Typographic horizontal guides and heights

The main lines

The letters stand on the baseline (or baseline ). The center line, or x-line, is the upper limit of lowercase letters such as o , u , n, or x . The k line is the upper limit of lowercase letters that protrude upward beyond the center line, such as b , d , f, and k . The p-line is the lower bound of lowercase letters that cross the baseline down, like g , p , q, and y .

Height sections of the lowercase letters

The center length or x-height is the distance between the baseline and the center line. Lowercase letters such as a , e , n or z have only one middle length, which in principle can be further subdivided into e , s , k and x and sometimes a , g and w . The ascender refers to those parts of the lower case letters that exceed the center line upwards, as in b , d , f and k . Notwithstanding this, DIN 16507-2 measures the ascender from the baseline. The descender denotes those parts of the lower case letters that cross the base line downwards, as seen at g , p , q and y . The lowercase letter j has both ascenders and descenders.

Further height dimensions

As cap height refers to the height of the capital letters ( uppercase ). The upper length of the lowercase letters usually protrudes slightly above the height of the capital letters, in order to use this optical trick to make straight and curved letters appear equally high. In other words, the H-Line is often a little lower than the K-Line. The accent height is the vertical distance of the top vertex of accented capital letters (e.g. Ê) from the baseline.

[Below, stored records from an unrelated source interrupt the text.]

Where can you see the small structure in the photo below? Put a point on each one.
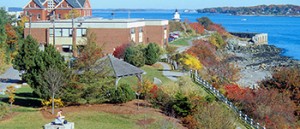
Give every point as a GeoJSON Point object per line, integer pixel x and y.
{"type": "Point", "coordinates": [117, 68]}
{"type": "Point", "coordinates": [176, 16]}
{"type": "Point", "coordinates": [255, 38]}
{"type": "Point", "coordinates": [69, 125]}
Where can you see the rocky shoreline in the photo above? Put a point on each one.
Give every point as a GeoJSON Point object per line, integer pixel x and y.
{"type": "Point", "coordinates": [257, 62]}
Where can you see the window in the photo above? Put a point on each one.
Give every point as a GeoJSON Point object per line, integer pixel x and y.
{"type": "Point", "coordinates": [81, 32]}
{"type": "Point", "coordinates": [38, 16]}
{"type": "Point", "coordinates": [141, 29]}
{"type": "Point", "coordinates": [165, 27]}
{"type": "Point", "coordinates": [65, 33]}
{"type": "Point", "coordinates": [58, 32]}
{"type": "Point", "coordinates": [50, 4]}
{"type": "Point", "coordinates": [132, 31]}
{"type": "Point", "coordinates": [51, 32]}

The typeface height is the largest vertical extension of a typeface. It is usually given as hp height , i.e. the sum of the upper, middle and lower length. If necessary, the uppercase height and descender or the accent height and descender are added. In lead type, the cone height is the height of the lead letters with which the characters were printed. Since the letters are slightly higher than the letters, the height of the cone is slightly larger than the height of the typeface.